天然塩(自然塩)は、ミネラルが残った自然の海水に近い成分でできています。
製法は主に、海水を自然乾燥させたり、低温でじっくり火を入れて作る平釜など、昔ながらの方法で作られます。
こうした塩は、自然海塩、天然塩、自然塩などと呼ばれ、決まった呼び名はありません。
高温で加熱処理をしないことにより、ミネラルが壊されず、まろやかな塩味になります。

精製塩は、分かりやすく言えば、食卓塩や食塩と呼ばれる塩です。
海水を電気分解(化学反応)させて、海水から塩化ナトリウム(NaCl)を99%以上にした塩です。
ミネラルは含まれないので、ただしょっぱい、という塩です。
工程では「イオン膜・立釜」と表記されます。

再製加工塩は、作り方も価格も、上記2つの中間的な立ち位置にある塩です。
製法は、輸入した天日塩を溶解したものに、にがりなどを添加して作ります。
自然塩とは異なりますが、99.5%以上が塩化ナトリウムの精製塩よりは、ミネラルのバランスがとれた塩となります。

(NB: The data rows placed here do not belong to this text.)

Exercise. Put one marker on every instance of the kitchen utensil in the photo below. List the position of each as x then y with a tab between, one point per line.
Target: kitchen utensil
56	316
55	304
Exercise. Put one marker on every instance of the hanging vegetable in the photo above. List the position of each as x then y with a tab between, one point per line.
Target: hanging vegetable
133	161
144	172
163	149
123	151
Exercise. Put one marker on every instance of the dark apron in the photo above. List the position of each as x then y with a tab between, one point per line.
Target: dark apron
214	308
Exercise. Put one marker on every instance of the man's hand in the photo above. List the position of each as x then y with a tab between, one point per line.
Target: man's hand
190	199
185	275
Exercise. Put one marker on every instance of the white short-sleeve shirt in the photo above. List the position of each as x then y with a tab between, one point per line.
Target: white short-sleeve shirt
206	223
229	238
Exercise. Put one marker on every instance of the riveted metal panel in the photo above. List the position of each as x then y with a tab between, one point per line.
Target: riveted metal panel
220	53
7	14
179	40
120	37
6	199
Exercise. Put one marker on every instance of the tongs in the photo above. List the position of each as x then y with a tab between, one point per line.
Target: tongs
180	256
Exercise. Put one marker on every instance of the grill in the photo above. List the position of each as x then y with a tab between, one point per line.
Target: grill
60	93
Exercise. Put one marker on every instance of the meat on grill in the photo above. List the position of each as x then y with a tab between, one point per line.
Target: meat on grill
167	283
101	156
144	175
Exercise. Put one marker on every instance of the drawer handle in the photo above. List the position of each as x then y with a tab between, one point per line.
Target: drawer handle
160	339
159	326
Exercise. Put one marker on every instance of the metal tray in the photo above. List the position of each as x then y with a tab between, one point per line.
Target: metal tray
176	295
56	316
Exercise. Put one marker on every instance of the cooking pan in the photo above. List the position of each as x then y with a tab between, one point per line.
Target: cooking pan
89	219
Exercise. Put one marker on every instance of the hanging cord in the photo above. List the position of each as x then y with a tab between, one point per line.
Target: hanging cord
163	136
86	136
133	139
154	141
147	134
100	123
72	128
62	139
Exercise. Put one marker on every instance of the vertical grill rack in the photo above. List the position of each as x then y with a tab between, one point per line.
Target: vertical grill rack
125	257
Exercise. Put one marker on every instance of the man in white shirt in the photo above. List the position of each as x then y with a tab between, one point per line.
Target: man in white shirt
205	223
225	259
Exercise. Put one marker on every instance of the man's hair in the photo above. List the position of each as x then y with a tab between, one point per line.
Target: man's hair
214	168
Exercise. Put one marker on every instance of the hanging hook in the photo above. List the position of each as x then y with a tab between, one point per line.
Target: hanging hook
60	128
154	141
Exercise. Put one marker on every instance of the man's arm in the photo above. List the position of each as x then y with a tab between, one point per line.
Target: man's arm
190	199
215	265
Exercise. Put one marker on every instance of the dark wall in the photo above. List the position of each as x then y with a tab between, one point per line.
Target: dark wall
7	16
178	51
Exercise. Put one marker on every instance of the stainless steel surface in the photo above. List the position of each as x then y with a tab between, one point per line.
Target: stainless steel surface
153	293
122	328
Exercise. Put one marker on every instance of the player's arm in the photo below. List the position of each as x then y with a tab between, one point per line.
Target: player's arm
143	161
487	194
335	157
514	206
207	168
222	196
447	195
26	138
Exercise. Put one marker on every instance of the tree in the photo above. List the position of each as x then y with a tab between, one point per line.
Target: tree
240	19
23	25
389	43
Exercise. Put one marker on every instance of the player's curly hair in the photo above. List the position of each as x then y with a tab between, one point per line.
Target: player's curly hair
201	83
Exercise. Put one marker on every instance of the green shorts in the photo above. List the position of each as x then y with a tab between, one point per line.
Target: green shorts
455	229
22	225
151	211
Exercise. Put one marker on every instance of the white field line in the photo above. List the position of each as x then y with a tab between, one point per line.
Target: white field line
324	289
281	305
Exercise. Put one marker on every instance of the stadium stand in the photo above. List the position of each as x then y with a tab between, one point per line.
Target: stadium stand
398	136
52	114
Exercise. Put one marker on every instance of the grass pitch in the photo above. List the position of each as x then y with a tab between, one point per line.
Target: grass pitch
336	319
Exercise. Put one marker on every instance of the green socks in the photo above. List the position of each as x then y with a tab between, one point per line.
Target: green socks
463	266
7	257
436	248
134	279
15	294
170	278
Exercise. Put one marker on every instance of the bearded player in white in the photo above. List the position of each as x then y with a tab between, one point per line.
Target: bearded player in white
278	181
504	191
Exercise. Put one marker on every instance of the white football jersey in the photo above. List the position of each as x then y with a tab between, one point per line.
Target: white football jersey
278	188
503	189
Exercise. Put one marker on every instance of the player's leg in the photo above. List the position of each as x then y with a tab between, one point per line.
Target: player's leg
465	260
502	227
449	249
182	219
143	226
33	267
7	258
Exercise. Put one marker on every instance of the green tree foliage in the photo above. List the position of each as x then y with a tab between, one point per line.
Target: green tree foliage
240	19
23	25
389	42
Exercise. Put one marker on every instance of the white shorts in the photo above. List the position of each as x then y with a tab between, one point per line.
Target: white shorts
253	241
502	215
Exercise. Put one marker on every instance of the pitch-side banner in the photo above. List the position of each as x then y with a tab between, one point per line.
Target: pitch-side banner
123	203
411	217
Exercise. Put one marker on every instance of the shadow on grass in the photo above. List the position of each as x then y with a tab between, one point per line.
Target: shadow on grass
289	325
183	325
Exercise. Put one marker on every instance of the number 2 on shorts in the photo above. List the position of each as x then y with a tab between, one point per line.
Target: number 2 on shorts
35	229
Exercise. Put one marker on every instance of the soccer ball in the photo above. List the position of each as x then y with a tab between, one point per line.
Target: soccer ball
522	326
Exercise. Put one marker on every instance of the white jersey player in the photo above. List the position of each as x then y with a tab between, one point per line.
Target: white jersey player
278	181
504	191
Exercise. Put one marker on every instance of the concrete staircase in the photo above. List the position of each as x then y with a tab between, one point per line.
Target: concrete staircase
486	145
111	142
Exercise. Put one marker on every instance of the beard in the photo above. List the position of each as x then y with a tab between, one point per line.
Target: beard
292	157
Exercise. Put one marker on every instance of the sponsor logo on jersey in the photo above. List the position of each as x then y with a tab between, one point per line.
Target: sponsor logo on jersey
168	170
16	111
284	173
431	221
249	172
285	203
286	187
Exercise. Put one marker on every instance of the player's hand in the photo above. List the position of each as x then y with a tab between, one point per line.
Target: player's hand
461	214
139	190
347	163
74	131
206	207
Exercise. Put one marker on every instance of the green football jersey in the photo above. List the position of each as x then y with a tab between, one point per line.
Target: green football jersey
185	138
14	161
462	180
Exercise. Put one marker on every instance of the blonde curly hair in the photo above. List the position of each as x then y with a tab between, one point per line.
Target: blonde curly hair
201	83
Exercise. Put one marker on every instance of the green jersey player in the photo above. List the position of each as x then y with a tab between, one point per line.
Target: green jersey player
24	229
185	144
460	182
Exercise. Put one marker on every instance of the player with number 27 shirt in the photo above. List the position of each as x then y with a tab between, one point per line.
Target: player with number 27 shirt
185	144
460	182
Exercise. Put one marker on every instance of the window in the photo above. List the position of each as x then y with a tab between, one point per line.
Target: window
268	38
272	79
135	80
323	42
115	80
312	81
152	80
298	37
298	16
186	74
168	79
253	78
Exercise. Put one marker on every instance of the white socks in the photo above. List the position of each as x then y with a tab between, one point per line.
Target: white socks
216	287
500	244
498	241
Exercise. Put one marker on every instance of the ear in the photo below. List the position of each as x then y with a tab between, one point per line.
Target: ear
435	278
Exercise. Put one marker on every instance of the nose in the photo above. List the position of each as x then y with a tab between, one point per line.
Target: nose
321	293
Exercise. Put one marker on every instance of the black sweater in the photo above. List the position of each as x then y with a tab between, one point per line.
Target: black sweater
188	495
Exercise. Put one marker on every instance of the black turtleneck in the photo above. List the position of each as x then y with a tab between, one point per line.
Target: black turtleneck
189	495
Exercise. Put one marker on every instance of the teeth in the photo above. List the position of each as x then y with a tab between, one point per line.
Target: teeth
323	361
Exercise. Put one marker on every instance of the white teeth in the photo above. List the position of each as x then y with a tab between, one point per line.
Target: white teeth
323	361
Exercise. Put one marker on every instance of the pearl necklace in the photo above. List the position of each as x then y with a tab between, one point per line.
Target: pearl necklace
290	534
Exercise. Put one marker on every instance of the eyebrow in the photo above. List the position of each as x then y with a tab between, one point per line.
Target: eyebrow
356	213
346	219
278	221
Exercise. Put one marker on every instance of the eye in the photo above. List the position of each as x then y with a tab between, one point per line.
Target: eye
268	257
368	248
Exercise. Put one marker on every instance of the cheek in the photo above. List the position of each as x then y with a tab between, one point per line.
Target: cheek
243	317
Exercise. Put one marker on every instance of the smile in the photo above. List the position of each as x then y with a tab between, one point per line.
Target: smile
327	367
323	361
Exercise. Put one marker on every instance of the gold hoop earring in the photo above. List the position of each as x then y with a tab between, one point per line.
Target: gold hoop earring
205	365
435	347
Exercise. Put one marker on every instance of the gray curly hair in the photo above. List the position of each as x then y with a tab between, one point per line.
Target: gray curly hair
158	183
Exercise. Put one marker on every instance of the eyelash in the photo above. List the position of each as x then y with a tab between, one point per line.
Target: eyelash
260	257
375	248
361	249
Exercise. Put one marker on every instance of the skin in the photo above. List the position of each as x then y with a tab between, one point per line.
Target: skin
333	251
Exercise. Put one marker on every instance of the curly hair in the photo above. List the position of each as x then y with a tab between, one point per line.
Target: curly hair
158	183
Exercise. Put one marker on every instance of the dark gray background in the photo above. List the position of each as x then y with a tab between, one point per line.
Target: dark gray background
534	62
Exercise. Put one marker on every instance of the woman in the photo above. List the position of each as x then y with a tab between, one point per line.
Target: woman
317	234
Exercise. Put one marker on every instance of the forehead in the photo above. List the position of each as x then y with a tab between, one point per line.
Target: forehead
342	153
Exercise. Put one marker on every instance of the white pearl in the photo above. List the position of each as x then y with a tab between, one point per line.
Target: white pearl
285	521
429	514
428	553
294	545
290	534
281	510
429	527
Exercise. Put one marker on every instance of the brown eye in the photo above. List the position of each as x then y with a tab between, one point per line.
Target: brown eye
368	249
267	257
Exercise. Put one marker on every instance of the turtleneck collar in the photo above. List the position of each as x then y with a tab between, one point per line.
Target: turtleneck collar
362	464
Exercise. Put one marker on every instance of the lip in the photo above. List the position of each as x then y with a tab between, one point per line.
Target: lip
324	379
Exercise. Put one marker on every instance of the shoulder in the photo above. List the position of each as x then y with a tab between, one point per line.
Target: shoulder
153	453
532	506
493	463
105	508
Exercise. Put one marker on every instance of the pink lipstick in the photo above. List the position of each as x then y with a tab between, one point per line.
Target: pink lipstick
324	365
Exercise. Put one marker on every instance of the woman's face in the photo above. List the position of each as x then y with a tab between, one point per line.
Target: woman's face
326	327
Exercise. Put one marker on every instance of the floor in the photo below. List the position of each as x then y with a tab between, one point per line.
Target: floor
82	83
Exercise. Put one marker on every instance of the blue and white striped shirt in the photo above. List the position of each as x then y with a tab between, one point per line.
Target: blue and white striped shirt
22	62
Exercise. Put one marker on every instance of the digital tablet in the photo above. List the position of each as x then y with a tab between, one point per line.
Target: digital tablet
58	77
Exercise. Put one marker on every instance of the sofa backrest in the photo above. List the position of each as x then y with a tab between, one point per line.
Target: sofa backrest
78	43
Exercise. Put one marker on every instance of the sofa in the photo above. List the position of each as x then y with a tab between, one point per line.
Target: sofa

海塩 天然塩 完全天日塩 海水を濃縮後、太陽光と風だけで数ヶ月かけて結晶化させたもの。
(加熱なし)
平釜塩 海水を濃縮後、平釜で煮詰めて結晶化させたもの。
精製塩 海水を電気分解(化学反応)することにより作る。ミネラル等の添加はなし。
一般的に販売されている塩。
再生加工塩 自然海塩加工 輸入した原塩ににがり等のミネラルを添加して成分調整を行ったもの。
イオン交換塩加工 イオン交換塩ににがり等のミネラルを添加して成分調整を行ったもの。

その他、海外で採取される自然塩に「岩塩」と「湖塩」があります。
岩塩は、ヨーロッパや北米、アジアなどで採取され、地殻変動で海水が陸に閉じ込められ、長い年月をかけて結晶したもの。“海の化石”を塩にしたものです。

湖塩は、ボリビアやチュニジアなどの海湖から採取される塩です。

天日 or 平釜なら安心

塩の見分け方

実際に購入するときに、どこを見分けたら、それぞれの塩だとわかるものでしょうか。

精製塩であれば、「イオン膜塩化ナトリウム99%立釜」との表記になります。
この商品は、できる限り避けてください。)

再生加工塩】は、原材料に海外(主にメキシコやオーストラリア)の輸入天日海塩を使っています。工程に「溶解」「立釜」との表記があります。

天然塩(自然塩)】は原材料に日本の海水を使っており、工程に「天日」「平釜(釜焚き)との表記があります。
おすすめは、この塩になります。
天日とは、太陽と風の力で海水を蒸発させる方法。
平釜とは、密閉されていない平らな釜で濃縮する方法。
パッケージには「天日干し」だけのパターンもあれば、「天日平釜」と2項目あるパターンなどもあります。

これ以外にも様々にあるのですが、まずは、おおまかに上記になります。
お店でいろいろな商品の裏面の成分表をチェックしてみると、だんだん、見方にも慣れてくると思います。

原材料は塩だけ、添加物のないものを!

グルタミン酸ナトリウム、調味料(アミノ酸等)…

原材料は、「塩」だけのものを選んでください。
精製塩の塩は、ただしょっぱいだけの味です。味気のない塩ですので、化学調味料で味を整えたり、保存性のために添加物が使われているものも多いです。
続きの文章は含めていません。